Avant la guerre en Ukraine déjà, être moins dépendant des énergies fossiles était un objectif de l'Union européenne, a dit le Premier ministre luxembourgeois, Xavier Bettel, après le Sommet européen.
"Nous devons d'abord diversifier les ressources énergétiques. Nous ne pouvons pas nous baser seuls sur quelque chose et nous devons aussi le faire pour faire baisser les prix à long terme et pour disposer d'alternatives si une chaîne d'approvisionnement devait brusquement être coupée. Nous risquons, et il ne faut pas le cacher, qu'il y ait maintenant, à court et à moyen terme, que l'inflation ne puisse pas être freinée, c'est une réalité, (...). Madame von der Leyen nous a par exemple expliqué que si chacun utilisait deux degrés de moins dans son salon, cela aurait un impact considérable sur la consommation."
Le ministre d'État souhaite approfondir la problématique de l'économie d'énergie ce mercredi en conseil de gouvernement.
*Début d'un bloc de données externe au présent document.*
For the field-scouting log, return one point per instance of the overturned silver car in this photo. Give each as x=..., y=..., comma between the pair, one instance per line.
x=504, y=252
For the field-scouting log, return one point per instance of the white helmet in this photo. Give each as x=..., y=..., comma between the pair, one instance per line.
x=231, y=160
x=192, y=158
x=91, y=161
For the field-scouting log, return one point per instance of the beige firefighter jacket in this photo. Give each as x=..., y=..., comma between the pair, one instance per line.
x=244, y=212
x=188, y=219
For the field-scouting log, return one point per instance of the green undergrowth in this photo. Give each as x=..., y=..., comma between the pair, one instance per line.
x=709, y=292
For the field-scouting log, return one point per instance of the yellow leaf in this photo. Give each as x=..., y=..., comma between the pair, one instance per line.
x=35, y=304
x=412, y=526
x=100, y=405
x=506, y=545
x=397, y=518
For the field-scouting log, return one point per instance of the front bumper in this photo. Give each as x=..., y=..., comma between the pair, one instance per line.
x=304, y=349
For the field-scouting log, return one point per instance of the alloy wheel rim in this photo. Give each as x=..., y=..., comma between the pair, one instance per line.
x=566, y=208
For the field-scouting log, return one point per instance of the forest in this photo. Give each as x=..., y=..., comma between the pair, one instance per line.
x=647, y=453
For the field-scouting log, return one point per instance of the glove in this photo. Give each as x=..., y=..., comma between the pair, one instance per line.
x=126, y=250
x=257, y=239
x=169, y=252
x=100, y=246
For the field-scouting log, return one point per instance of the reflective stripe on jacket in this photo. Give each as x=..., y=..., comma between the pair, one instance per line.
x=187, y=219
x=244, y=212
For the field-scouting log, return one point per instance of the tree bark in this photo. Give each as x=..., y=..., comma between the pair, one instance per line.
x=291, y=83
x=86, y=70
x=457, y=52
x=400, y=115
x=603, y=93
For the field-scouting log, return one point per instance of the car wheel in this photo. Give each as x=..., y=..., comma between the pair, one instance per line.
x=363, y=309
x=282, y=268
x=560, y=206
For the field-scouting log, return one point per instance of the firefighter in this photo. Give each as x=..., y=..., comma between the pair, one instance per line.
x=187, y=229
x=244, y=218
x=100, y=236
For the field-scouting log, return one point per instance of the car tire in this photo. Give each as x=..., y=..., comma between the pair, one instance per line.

Au Sommet européen, il a aussi été question de sécurité alimentaire. Nous sommes actuellement en train de voir comment nous pourrions faire sortir les céréales d'Ukraine de manière sécurisée, a expliqué Xavier Bettel, qui n'était cependant pas très optimiste sur le fait que la Russie donnerait les garanties nécessaires.
"En ce moment, un récit est en train de parcourir le monde, qu'au fond, une pénurie ou une crise alimentaire surviendrait à cause des sanctions. C'est faux, ce n'est pas à cause des sanctions qu'une crise alimentaire se profile, c'est à cause de la guerre. C'est à cause de cette agression du côté russe, que la situation est ce qu'elle est aujourd'hui, qu'un problème risque d'arriver avec une crise alimentaire. Et le continent africain nous dit, "nous comptons sur l'Europe". Nous devons aussi voir comment nous pouvons les aider avec les denrées alimentaires, mais nous devons faire très attention à ce récit."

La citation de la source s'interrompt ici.